Copy the name from the Details tab under Device Description and enter it in the open Process Explorer search window (CTRL+F). You know how to proceed. Let’s check and make sure.
How to prevent it
We’ll tell you a secret — a well-hidden Trojan will hide the “process” so that no one will notice it anymore. Therefore, make sure that the infection does not have a chance to get into the computer in the first place. If you don’t have a good antivirus package, your computer is open for surveillance. Not every “hacker” can bypass antivirus protection, and sometimes even protection at the level of Defender from Windows 10 will stop them. Few professionals will encroach on your camera. And there is nothing to do without antivirus on the network at all. The problem is sometimes that hackers often have quite specific titles and positions.

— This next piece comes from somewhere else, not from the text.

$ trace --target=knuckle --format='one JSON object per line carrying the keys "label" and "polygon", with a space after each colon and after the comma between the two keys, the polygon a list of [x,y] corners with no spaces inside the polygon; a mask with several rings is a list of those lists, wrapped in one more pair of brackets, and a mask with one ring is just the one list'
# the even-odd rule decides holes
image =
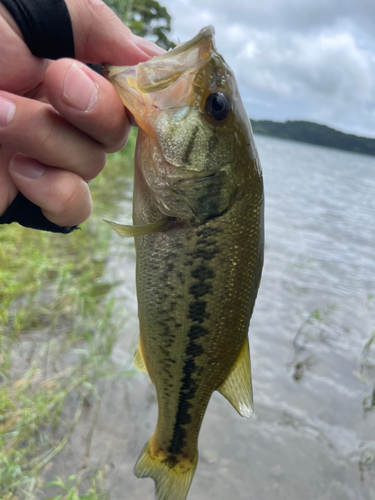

There is one possibility to protect yourself — disable the camera. Turn it on only for the duration of each session. Is it a built-in camera? The BIOS probably has the option to disable the camera from there. Move from the word camera in the CMOS settings. Use this.
The easiest way to protect yourself from surveillance
If you are still feeling paranoid, take a piece of opaque tape and cover the camera. Does that sound funny? If you are a fan of just playing computer games, then very much.
But Zuckerberg and Assange are doing just that. Snowden confirmed back in 2013 that a separate Trojan was developed against the owners of iPhones and Blackberry owns to turn on the camera.
Read more about the story of Wikileaks and Assange here.
If the use of medical tape is “mauvais tone” for you, technical stickers and caps in the manner of a slider began to appear and gain popularity in digital stores. Fashionable, stylish, youthful, and most importantly…safe!